Iaia

15th-century portrayal of Iaia from a French translation of De mulieribus claris.

Iaia of Cyzicus ("Marcia") was a Roman painter, alive during the time of Marcus Terentius Varro (116–27 BC).

Example of ancient Roman carved ivory, not attributed to Iaia

Born in Cyzicus,[1] she was a famous painter and ivory engraver. Most of her paintings are said to be of women. Among pictures ascribed to her was a large panel, in Naples, picture of an old woman and a self-portrait. She was said to have worked faster and painted better than her male competitors, Sopolis and Dionysius, which enabled her to earn more than them. Marcia remained unmarried all her life.

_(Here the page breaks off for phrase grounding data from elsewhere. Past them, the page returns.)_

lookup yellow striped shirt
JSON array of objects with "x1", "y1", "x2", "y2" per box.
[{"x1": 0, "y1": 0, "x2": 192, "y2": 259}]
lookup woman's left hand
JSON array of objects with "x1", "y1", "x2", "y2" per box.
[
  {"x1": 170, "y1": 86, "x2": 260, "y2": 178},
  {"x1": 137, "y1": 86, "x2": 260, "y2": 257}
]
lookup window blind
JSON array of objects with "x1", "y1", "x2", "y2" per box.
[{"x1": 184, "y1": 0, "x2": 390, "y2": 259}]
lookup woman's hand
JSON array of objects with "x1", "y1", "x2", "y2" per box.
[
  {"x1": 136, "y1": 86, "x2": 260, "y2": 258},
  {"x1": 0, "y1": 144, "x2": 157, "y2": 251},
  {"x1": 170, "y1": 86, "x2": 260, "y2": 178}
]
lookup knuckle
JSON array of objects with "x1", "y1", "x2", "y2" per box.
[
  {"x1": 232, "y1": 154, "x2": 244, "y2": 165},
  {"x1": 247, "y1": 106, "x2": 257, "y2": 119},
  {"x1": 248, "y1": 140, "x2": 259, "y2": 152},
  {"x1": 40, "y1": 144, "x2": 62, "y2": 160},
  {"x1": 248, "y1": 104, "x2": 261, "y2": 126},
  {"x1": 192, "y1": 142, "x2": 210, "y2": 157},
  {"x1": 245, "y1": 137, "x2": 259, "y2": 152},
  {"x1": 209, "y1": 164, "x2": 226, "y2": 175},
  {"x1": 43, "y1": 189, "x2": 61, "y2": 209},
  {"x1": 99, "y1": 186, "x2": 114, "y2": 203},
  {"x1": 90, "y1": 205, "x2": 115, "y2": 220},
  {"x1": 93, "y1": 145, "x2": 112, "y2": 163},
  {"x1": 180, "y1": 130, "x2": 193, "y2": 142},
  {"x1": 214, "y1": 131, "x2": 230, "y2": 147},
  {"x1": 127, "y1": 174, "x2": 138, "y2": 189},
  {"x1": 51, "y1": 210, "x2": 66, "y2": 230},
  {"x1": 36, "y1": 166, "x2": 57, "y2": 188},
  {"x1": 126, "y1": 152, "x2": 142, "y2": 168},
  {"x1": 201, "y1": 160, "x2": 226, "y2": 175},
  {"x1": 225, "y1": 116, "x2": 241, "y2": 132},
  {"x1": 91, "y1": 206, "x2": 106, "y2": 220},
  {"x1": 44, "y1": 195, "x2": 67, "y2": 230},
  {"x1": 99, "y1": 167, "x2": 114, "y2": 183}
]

One of the six female artists of antiquity mentioned in Pliny the Elder's Natural History (XL.147–148) in A.D. 77: Timarete, Irene, Calypso, Aristarete, Iaia, Olympias.[2] They are mentioned later in Boccaccio's De mulieribus claris.

Notes

  1. Commire, Anne, ed. (2002). "Iaia (fl. c. 100 BCE)". Women in World History: A Biographical Encyclopedia. Waterford, Connecticut: Yorkin Publications. ISBN 0-7876-4074-3. (Subscription required (help)).
  2. J. Linderski. The Paintress Calypso and Other Painters in Pliny. Zeitschrift für Papyrologie und Epigraphik. Bd. 145 (2003), pp. 83-96

References

  • Helen Gardner, Fred S. Kleiner, Christin J. Mamiya, Gardner's Art Through the Ages, Thomas Wadsworth, 2004; ISBN 0-15-508315-5.
  • Pliny the Elder, Natural History, 35.40,147.L
  • Virginia Brown's translation of Giovanni Boccaccio’s Famous Women, pp 135 – 137; Harvard University Press, 2001; ISBN 0-674-01130-9
  • Harris, Anne Sutherland and Linda Nochlin, Women Artists: 1550-1950, Los Angeles County Museum of Art, Knopf, New York, 1976, pg. 23.